Home MotoGP Pecco Bagnaia: Karena Menjadi Bagian dari VR46 Academy, Otomatis Saya Menarik Perhatian...

    Pecco Bagnaia: Karena Menjadi Bagian dari VR46 Academy, Otomatis Saya Menarik Perhatian Fans-nya Rossi Tapi Juga Hatersnya

    Pecco Bagnaia - Valentino Rossi
    Pecco Bagnaia - Valentino Rossi

    RiderTua.com – Halo Sobat RiderTua pecinta otomotif dan balap. Tahun lalu Pecco Bagnaia mengalami musim yang buruk untuk pertama kalinya sebagai pembalap pabrikan Ducati. Dia menyelesaikan musim hanya di peringkat 5 dalam klasemen. Jelas situasi ini sangat jomplang jika dibandingkan pada 2022 dan 2023 dimana Pecco meraih gelar dunia MotoGP untuk Ducati. Bahkan dia berhasil mengakhiri paceklik gelar pabrikan asal Borgo Panigale itu yang sudah berlangsung selama 15 tahun. Ducati terakhir kali meraih juara dunia pada 2007 oleh Casey Stoner.

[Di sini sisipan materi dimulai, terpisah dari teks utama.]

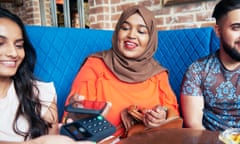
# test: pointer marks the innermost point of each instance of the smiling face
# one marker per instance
(133, 37)
(229, 33)
(11, 48)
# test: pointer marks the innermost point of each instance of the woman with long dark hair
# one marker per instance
(27, 106)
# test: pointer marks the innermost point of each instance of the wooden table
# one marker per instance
(174, 136)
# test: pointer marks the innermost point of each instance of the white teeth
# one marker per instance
(8, 63)
(129, 43)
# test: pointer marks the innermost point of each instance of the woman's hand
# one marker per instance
(127, 120)
(154, 117)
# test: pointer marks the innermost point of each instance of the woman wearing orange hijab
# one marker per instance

    Banyak yang menduga jika kemerosotan Pecco di musim 2025 disebabkan oleh kedatangan rekan setim barunya Marc Marquez yang merupakan juara dunia 8 kali (waktu itu). Ternyata meski berstatus juara dunia, Pecco tampaknya tidak bisa mematahkan ‘mitos’ bahwa rekan setim Marquez pasti ‘hancur’. Seperti yang menimpa beberapa pembalap yang pernah menjadi rekan setim Marquez di Honda.

    Pecco Bagnaia: Karena Menjadi Bagian dari VR46 Academy, Otomatis Saya Menarik Perhatian Fans-nya Rossi Tapi Juga Hatersnya

    Pecco Bagnaia - Valentino Rossi - Marco Bezzecchi
    Pecco Bagnaia – Valentino Rossi – Marco Bezzecchi

    Namun Pecco Bagnaia sendiri menbantah asumsi tersebut. Dia menegaskan bahwa apa yang terjadi di musim 2025 adalah murni kesalahannya. Kini dia menyadari kesalahannya itu dan mengambil banyak pelajaran dari musim lalu. Salah satu kesalahannya adalah kurang menghargai hasil yang dia capai. Dan ternyata, kesalahannya ini juga dilihat oleh sang guru Valentino Rossi.

    Konten promosi pihak ketiga – hasil dapat berbeda untuk setiap individu.

    “Vale menyarankan agar saya lebih menikmati hasil yang saya raih. Salah satu kesalahan saya adalah saya merasa kesal pada diri sendiri bahkan setelah finis di posisi ke-3,” ungkap rider asal Turin Italia itu.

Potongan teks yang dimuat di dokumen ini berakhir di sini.